Sissel Grude

Personal information
- Date of birth: 17 February 1967 (age 58)
- Place of birth: Ålgård, Norway
- Position(s): Forward

Senior career*
- Years: Team / Apps / (Gls)
- –1984: Ålgård FK
- 1984–1989: Klepp IL /  / (46+)
- 2011: Klepp IL B / 1

International career^{‡}
- 1988–1989: Norway / 14 / (9)

= Sissel Grude =

Norwegian footballer and coach (born 1967)

Sissel Grude (born 17 February 1967) is a Norwegian former footballer, who made 14 appearances for the Norway women's national football team. At club level, she played for Norwegian teams Ålgård FK and Klepp IL.

==Club career==
Grude played for Ålgård FK in the Norwegian 2. divisjon. In 1984, she was part of the Ålgård team that lost the regional Rogaland Cup Final 6–3 to Klepp IL. It was Grude's final match for Ålgård, as she signed for Klepp later in 1984. Grude scored 12 goals for Klepp in the 1987 1. divisjon, as Klepp won the league. She scored 16 goals in the 1988 1. divisjon, and 18 goals in the 1989 1. divisjon. She scored two goals in the 1989 Norwegian Women's Cup Final, as Klepp beat Trondheims-Ørn 2–1 to win the competition.

Grude retired from football in Autumn 1989, at the age of 22. In 2011, she returned to Klepp as a coach, focused on training the team's strikers. She also made one appearance for the Klepp B team.

==International career==
At international level, Grude made 14 appearances for the Norway women's national football team, scoring nine goals. She was not selected for the 1987 European Competition for Women's Football, despite having trained with the national team earlier in the season. She was part of the Norway team that won the 1988 FIFA Women's Invitation Tournament, beating Sweden 1–0 in the final. Her debut cap came in the 1–0 quarter-final win over the United States on 8 June 1988, as a 71st-minute substitute (matches were 80 minutes long) for Linda Medalen.

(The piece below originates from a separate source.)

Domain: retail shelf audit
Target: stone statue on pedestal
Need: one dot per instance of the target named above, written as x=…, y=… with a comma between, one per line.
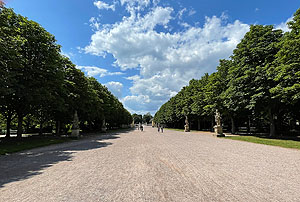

She scored two goals at the 1989 European Competition for Women's Football, making her the tournament's joint top scorer alongside Ursula Lohn of West Germany. She also scored two goals in the qualifying knockout stages, and that joint total of four goals was matched only by Lena Videkull of Sweden. Norway finished as runners up to West Germany in the tournament, and Grude scored Norway's only goal in the final, where they lost 4–1.